Higher-grade geostraps could be suitable for critical infrastructure requiring a higher tensile capacity, whereas lower grades may suffice for temporary or less critical applications. A comparison of the M65 grade of geostrap with the biaxial geogrid for sandy soil was also performed. Based on the findings, the area of application for both types of reinforcement is shown in

Table 6. Application of different geosynthetics based on their initial and final pullout strengths.

Type of Geosynthetics	Initial Pullout Strength (kN/m)	Initial Strength Difference (%)	Final Pullout Strength (kN/m)	Final Strength Difference (%)	Final Pullout Displacement (mm)	Application Area	Remarks
Geostrap M65	18	20	49	8.16	40	Embankments over soft soils, seismic reinforcement, etc.	High initial pullout strength suitable for low-volume roads
Geogrid	15		53		60	Pavements on weak subgrade, erosion control, etc.	High total pullout strength suitable for high-volume roads

.

Both geostraps and geogrids are polymeric compositions that may lead to longer service life, corrosion resistance, and potentially lower environmental impact if manufactured from recycled or low-energy input materials. The flexibility of the materials also suggests easier handling, transportation, and installation, which can contribute to reducing the overall carbon footprint of infrastructure projects.

5. Conclusions

This study involves an experimental analysis to validate a numerical model for finite element analysis. The deviation of the experimental results from those of the numerical analysis is around 5%. The numerical model was then tested to determine the pullout strength of different grades of geostraps.
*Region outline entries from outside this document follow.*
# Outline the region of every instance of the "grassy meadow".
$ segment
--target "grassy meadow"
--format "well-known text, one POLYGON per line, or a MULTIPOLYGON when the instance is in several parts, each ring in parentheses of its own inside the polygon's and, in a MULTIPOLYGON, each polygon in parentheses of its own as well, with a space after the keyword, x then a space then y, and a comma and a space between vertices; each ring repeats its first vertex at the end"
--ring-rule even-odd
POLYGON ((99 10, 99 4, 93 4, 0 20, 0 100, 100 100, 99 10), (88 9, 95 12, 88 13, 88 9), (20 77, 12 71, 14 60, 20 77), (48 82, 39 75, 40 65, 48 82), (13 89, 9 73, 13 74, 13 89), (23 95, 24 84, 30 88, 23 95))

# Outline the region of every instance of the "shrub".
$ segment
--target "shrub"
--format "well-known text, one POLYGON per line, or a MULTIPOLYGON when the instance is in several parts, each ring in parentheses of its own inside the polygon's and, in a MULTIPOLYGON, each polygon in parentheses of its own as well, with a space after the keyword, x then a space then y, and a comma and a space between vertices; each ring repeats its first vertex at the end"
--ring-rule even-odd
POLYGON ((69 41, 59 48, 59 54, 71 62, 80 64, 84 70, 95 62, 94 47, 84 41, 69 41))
The pullout performance of the M65 grade of geostrap was compared with that of a biaxial geogrid. The analysis highlights the potential of geostraps as efficient, durable, and environmentally resilient alternatives for reinforced soil structures. Based on the findings of this study, the following may be concluded:

The M65 grade of geostrap exhibits a higher pullout resistance (15.25 kN m⁻¹), followed by the M50 (14.5 kN m⁻¹), M37.5 (13.4 kN m⁻¹), and M25 (12.1 kN m⁻¹) grades of geostraps. This wide range of pullout resistance offers ample options for different geotechnical challenges. Considering the soil type and load, the judicious use of the desired grade of geosynthetics may cut project costs and achieve sustainability goals. Based on the pullout resistance offered in sand, their applications can be listed as shown in Table 5.
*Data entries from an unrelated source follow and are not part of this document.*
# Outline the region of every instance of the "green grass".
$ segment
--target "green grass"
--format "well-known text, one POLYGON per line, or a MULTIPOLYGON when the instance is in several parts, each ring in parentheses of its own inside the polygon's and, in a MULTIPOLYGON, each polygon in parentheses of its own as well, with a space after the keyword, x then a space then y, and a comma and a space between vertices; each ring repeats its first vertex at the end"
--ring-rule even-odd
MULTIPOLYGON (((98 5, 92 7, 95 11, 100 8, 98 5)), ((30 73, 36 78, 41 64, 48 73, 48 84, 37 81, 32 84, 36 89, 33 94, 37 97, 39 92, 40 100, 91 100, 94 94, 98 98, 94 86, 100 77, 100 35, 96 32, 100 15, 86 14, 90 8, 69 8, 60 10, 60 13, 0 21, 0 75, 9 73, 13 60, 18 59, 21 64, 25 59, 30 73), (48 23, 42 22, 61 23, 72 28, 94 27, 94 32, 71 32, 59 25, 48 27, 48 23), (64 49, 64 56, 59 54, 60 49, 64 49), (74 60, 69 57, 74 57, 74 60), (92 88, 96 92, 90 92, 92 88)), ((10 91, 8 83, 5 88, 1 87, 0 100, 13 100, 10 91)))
Geostraps initially exhibited greater pullout resistance in sandy soil than geogrids due to their combined reliance on friction and partial interlocking. However, the maximum pullout resistance of the geogrid (53 kNm⁻¹) was higher than that of the geostrap (49 kN m⁻¹). Based on the test results, the application area of both geostraps and geogrids can be determined as shown in Table 6. Therefore, it can be deduced from the findings that geostraps may prove highly effective as reinforcements for low-volume roads and backfill materials. However, in the case of high-volume roads, geogrids show more promising results for poorly graded sand.
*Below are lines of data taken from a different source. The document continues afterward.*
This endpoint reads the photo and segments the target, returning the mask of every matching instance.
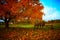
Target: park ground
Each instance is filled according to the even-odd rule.
[[[50,29],[50,26],[36,29],[31,24],[10,26],[0,27],[0,40],[60,40],[60,23],[56,23],[53,29]]]

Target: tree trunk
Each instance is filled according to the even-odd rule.
[[[9,28],[9,21],[5,20],[5,28]]]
The pullout behaviour of geostraps represents a significant advancement in geosynthetic reinforcement materials. By comparing the performance of geogrids and geostraps, a versatile and efficient solution for reinforced soil structures is provided. The findings of this study underscore the potential of geostraps to address the limitations of conventional geosynthetics, paving the way for more robust and adaptable geotechnical designs.

Scope for Future Research

While this study highlights the advantages of geostraps in sandy soil conditions, further research may expand their applicability. Investigations into their performance in fine-grained soils, such as clay and silt, would provide a more comprehensive understanding of their capabilities. Additionally, long-term studies addressing the effects of environmental factors, such as temperature fluctuations, moisture, and chemical exposure, would enhance their reliability in real-world conditions.